Ülke ve Millet olarak son derece perişan olduğumuz, geleceğin, şimdikinden daha berbat olacağı bu karanlık zaman diliminden çıkışın önemli adımı, işte bu ittifakın devreye girmesi ile mümkün olacağı kanısındayım. Elbette bütün bunlar şahsi düşüncem olup herhangi bir görüşme sonrası aldığım bir kanaat ve izlenim değildir.

Bütün bunları Merhum Erbakan ve Sayın Edibali dostluğu ve ortaklığının getirilerinin büyüklüğünden çıkarıyor olmam anlaşılmayacak bir olgu değildir. İkisi arasında ki derin muhabbet, ülke ve sorunlarına dair Milli bir şuur bilinci ve öz kaynakların anlam ve önemine dair katıksız inanç, ortaya nasıl bir sinerjinin çıkabileceğine dair önemli veriler taşımaktadır.

Her ikisinin de en zor ve en kıt kaynakların bile nasıl efektif kullanıldığına, gelinen teknolojik gelişim sonrasında nasıl kullanılacağına dair önemli tecrübe rezervi vardır. Ruh, inanç, iman ve milli vurgu ortaklığının da katacağı devasa anlam bütünlüğünü de bu rezerve eklediğiniz zaman, böylesi bir ittifakın Ülke ve Millet için nasıl büyük kazanımlar doğuracağını kestirmek zor değildir.
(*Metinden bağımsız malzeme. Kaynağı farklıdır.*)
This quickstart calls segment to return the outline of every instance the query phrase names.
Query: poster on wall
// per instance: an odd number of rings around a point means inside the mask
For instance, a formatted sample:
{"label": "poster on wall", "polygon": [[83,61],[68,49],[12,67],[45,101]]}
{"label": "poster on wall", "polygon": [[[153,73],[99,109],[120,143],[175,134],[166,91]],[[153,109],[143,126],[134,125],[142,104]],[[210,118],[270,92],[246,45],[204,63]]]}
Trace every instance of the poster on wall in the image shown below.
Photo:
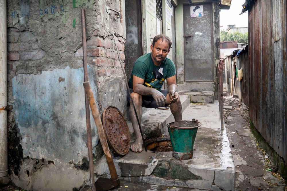
{"label": "poster on wall", "polygon": [[190,6],[190,16],[199,17],[203,16],[203,5]]}

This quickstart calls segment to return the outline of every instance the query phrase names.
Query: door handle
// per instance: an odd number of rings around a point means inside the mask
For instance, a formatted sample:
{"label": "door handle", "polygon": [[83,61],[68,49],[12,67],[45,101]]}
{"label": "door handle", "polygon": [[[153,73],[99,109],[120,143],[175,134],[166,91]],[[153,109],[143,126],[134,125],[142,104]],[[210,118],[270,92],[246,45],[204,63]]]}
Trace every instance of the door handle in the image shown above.
{"label": "door handle", "polygon": [[193,36],[184,36],[183,37],[187,37],[186,39],[186,41],[185,42],[186,42],[186,43],[187,43],[187,42],[188,42],[187,39],[188,38],[188,37],[193,37]]}

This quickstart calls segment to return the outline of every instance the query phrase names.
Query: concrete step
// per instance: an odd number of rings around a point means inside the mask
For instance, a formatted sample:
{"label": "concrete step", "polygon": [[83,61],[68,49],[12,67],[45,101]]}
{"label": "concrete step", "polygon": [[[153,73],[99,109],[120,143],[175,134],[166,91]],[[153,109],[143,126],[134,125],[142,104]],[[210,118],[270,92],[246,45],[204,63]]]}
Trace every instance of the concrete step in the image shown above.
{"label": "concrete step", "polygon": [[[130,151],[123,157],[114,157],[120,179],[177,188],[235,190],[235,168],[225,126],[223,130],[221,129],[218,108],[218,101],[214,104],[192,103],[183,113],[183,120],[194,118],[202,124],[197,131],[192,158],[180,160],[172,156],[172,151],[135,153]],[[154,111],[156,113],[169,111],[158,112],[158,110]],[[150,114],[153,115],[147,114],[147,116],[152,118],[154,116],[155,114]],[[146,120],[148,120],[146,116],[145,117]],[[152,118],[145,123],[152,123],[154,120],[159,119]],[[168,120],[166,118],[165,120]],[[168,123],[162,120],[161,119],[160,123],[155,123],[155,125]],[[98,175],[107,175],[109,178],[104,156],[101,160],[96,165],[95,172]]]}
{"label": "concrete step", "polygon": [[186,95],[190,97],[191,103],[214,103],[214,92],[204,91],[180,91],[181,95]]}

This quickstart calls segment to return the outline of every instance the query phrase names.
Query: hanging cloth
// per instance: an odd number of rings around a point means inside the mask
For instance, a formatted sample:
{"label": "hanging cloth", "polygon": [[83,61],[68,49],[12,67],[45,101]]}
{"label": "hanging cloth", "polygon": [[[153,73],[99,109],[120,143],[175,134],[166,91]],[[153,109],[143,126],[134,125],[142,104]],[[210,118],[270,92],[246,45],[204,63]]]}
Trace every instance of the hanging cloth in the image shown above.
{"label": "hanging cloth", "polygon": [[243,78],[243,70],[242,70],[242,68],[240,70],[238,70],[236,68],[236,73],[237,73],[237,77],[238,78],[238,80],[239,81],[241,81],[241,79]]}

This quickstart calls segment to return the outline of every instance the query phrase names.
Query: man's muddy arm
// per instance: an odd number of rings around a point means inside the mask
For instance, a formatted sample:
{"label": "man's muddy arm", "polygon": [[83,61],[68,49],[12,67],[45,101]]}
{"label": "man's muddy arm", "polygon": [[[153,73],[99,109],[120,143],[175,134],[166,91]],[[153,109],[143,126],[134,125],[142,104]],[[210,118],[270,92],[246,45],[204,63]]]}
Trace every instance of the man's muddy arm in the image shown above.
{"label": "man's muddy arm", "polygon": [[133,76],[133,91],[142,95],[152,95],[156,105],[163,106],[166,103],[166,99],[160,92],[155,89],[148,88],[144,85],[144,80],[136,76]]}
{"label": "man's muddy arm", "polygon": [[174,103],[178,99],[179,94],[177,92],[177,85],[175,75],[168,78],[166,78],[167,82],[167,91],[170,98],[171,101]]}

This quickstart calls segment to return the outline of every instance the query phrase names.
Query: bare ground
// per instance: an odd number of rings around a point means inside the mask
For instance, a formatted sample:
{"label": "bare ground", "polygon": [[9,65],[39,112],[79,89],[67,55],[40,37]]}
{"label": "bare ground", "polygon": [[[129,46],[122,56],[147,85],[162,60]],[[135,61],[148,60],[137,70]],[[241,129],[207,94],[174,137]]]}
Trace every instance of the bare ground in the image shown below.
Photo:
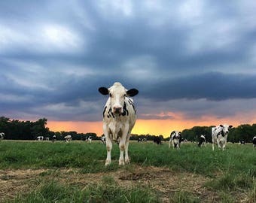
{"label": "bare ground", "polygon": [[[42,176],[43,174],[46,175]],[[219,200],[218,192],[204,186],[206,182],[211,180],[209,177],[172,171],[166,168],[136,166],[130,170],[120,168],[117,171],[96,174],[82,174],[75,168],[0,170],[0,202],[32,191],[42,178],[77,185],[82,189],[100,183],[102,177],[111,177],[119,186],[125,188],[148,186],[160,194],[163,202],[170,202],[170,197],[180,190],[199,197],[202,202],[218,202]],[[242,195],[237,202],[242,202],[244,198]]]}

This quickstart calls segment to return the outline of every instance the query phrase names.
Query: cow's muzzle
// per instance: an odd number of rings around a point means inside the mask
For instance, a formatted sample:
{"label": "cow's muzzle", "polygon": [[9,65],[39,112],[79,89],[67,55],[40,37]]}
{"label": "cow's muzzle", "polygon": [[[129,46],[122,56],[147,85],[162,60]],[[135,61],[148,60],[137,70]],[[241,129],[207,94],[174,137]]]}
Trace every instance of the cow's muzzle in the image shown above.
{"label": "cow's muzzle", "polygon": [[123,109],[120,107],[114,107],[113,108],[114,114],[122,114]]}

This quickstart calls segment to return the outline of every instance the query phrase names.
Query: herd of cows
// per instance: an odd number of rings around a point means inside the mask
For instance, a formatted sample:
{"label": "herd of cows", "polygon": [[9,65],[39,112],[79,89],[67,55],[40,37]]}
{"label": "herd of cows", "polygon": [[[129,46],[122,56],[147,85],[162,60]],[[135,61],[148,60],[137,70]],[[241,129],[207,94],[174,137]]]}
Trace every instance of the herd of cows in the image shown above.
{"label": "herd of cows", "polygon": [[[117,139],[120,141],[119,165],[129,163],[129,140],[136,120],[136,110],[133,100],[130,97],[136,95],[139,91],[136,89],[128,90],[120,83],[114,83],[109,88],[99,87],[99,92],[104,95],[108,95],[103,110],[103,132],[105,136],[107,148],[105,165],[111,163],[112,141]],[[224,124],[212,129],[212,150],[215,150],[215,144],[224,150],[230,128],[232,128],[232,126]],[[172,132],[169,147],[172,145],[173,148],[180,148],[181,141],[181,132]],[[160,143],[159,138],[156,138],[154,141],[157,144]],[[202,135],[200,137],[198,145],[200,147],[205,143],[206,143],[206,138]],[[256,136],[253,138],[253,146],[256,147]],[[123,155],[125,156],[124,159]]]}
{"label": "herd of cows", "polygon": [[[99,87],[99,92],[104,95],[108,95],[103,110],[103,132],[104,135],[101,138],[102,144],[106,145],[107,158],[105,165],[108,165],[111,161],[111,152],[112,149],[112,142],[117,141],[119,144],[120,157],[119,165],[123,165],[130,163],[128,155],[129,140],[131,135],[132,129],[136,120],[136,110],[133,100],[131,97],[136,95],[139,91],[136,89],[126,89],[121,83],[114,83],[109,88]],[[219,125],[212,129],[212,150],[215,150],[215,145],[224,150],[227,138],[229,129],[232,126],[224,124]],[[0,140],[3,139],[4,132],[0,132]],[[44,138],[43,136],[36,138],[37,141],[49,141],[49,138]],[[56,140],[56,136],[53,137],[52,141]],[[72,140],[71,135],[64,137],[66,142]],[[169,148],[172,146],[173,148],[179,149],[181,142],[183,141],[181,132],[173,131],[171,132]],[[87,142],[92,142],[92,138],[86,138]],[[139,141],[146,141],[146,139],[139,139]],[[154,142],[160,144],[161,141],[159,137],[156,137]],[[253,147],[256,147],[256,136],[252,140]],[[200,135],[198,146],[201,147],[206,143],[206,138],[203,135]]]}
Zaman daralıyor ve bütün Milli kaynaklar berhava ediliyorken, Millet olarak bir kez daha hata yapma lüksüne sahip olmadığımızın da altını çizmek istiyorum. Ülke ve Millet olarak yaptığımız onca hatalardan ders almamız ve artık çıkış yolunun Milli şuur ve bilinç ile olacağının hepimiz tarafından kanıksanması gerektiği bir sürecin sonundayız.

Ütopya, içeriksiz, ruhsuz ve inançsız yerli ve milli vurgularının, ruhsuz, ciddiyet ve samimiyetten uzak milliyetçilik çığırtkanlıklarının miyadını doldurduğu, geçen bunca zaman içerisinde sağlıklı bir sınav veremedikleri herkesin malumudur.

Artık taklit yerine gerçeklere, ütopya yerine ayakları yere basan partilere, samimiyetten uzak oluşumlara sırt dönmekle beraber, her şeyin aslına rücu edeceği ve etmesi gerektiğinden hareketle herkesi sağduyuya, bilinç , şuur ve samimiyet içerisinde bir tavır takınmaya davet ediyorum.

Millet ve devlet olarak kaybedeceğimiz tek saniyemizin dahi olmadığını, elimizde kalan bir avuç Milli kaynaklarımızın da berhava edilmemesi için Yeniden Milli bilinç ile mücadele ve yeniden Milli görüş can simidimiz niteliğindedir.